I sit facing the window to the West. I watch the sun drop into the Pacific, just beyond my ken, lighting San Francisco as it falls, its last rays lighting the towering eucalyptus that frame my view. Suddenly, on a wave of grief, I return to a balmy summer night on the shore of Lake Michigan, brown summer arms swinging from the top arc of a Ferris Wheel, sniffing languid air, floating above the beat of music, young people dancing at my feet. Suddenly, I return to the darkened room in which I sit. The memory, gone. The grief, remaining.
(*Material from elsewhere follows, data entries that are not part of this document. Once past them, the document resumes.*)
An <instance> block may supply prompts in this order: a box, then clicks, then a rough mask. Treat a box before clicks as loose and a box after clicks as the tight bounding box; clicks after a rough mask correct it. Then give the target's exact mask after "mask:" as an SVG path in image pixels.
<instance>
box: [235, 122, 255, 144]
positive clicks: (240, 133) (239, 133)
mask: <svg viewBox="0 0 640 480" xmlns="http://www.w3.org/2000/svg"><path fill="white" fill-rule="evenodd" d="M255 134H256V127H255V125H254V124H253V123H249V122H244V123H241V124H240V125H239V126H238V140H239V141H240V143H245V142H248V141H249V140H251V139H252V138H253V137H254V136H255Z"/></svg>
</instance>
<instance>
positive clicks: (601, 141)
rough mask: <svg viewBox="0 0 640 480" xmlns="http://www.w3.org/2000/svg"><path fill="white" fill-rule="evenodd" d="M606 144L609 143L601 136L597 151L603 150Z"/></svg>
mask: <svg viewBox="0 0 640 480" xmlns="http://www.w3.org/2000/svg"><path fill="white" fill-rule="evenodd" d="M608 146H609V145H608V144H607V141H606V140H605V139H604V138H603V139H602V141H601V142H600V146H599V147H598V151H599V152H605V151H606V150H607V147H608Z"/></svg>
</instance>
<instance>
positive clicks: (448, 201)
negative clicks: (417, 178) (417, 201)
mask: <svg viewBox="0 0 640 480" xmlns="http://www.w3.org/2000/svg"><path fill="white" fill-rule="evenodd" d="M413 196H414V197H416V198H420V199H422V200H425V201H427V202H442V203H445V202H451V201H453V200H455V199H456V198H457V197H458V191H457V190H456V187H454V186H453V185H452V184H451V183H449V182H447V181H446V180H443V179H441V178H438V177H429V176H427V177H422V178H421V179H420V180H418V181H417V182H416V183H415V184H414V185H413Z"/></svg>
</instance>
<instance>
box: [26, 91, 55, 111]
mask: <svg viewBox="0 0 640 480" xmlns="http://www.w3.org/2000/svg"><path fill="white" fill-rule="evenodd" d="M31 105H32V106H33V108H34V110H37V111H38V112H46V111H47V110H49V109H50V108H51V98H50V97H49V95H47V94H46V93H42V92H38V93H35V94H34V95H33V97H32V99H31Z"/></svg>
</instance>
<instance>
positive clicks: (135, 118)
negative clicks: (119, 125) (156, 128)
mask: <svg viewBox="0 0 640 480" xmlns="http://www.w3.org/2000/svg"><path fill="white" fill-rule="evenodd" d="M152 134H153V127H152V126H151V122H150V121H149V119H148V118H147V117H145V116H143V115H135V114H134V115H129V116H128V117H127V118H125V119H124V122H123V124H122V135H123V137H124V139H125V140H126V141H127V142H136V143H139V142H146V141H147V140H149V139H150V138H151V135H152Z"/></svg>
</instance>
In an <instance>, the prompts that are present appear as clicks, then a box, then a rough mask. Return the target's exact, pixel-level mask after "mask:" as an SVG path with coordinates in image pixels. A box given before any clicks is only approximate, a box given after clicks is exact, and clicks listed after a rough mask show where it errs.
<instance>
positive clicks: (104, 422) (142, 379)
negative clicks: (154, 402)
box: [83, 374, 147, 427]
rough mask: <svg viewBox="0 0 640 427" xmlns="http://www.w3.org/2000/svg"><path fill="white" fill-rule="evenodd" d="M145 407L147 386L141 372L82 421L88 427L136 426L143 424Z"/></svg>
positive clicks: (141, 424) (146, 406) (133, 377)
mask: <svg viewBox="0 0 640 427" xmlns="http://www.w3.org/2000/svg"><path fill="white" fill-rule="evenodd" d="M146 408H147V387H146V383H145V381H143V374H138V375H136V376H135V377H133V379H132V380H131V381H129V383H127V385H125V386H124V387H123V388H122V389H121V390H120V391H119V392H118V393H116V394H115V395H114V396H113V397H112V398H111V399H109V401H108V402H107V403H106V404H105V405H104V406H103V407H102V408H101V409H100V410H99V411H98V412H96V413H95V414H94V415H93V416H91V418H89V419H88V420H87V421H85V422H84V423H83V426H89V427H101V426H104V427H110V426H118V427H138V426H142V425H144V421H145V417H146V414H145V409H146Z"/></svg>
Mary Elyn Bahlert 05/2020
The tree is empty,
except for red berries and full, green leaves,
until you come, bringing a friend, your partner,
one Saturday morning.
You chirp, check out the territory,
dancing together, on and off the branches,
one inside, then out, the other outside, then in.
Must be nesting time!
(Is that what you’re thinking?)
Will this be home?
Are the berries good?
Are we safe here?
I sit, still as a plant,
afraid to move, watching you,
scared you’ll fly away.
Mary Elyn Bahlert 5/2020
If the world hadn’t stopped
its incessant orbit,
its frantic motion – one day to the next –
if all the people hadn’t halted their wars,
their value counted in barrels of oil,
I expect I wouldn’t have seen the sun brightening, blue by blue,
or known the smell of the morning air, fresh,
as I go sniffing like a cat
to catch a whiff of what has gone before.
I would not have opened my window, grateful,
or wondered at the sound of humans calling into the night to give thanks.
I expect I wouldn’t have stopped midday to pray,
my arms lifted beside the lonely tree,
its branches lifted, also, in gratitude
for the magic of the sun, the sky, the dusk and dawn.
We would not have murmured together at the light
of the lilies at dusk,
at the quiet that hangs over the morning air,
at the call of the crow hoarding its bounty,
all of us inhabitants of this magnificent earth.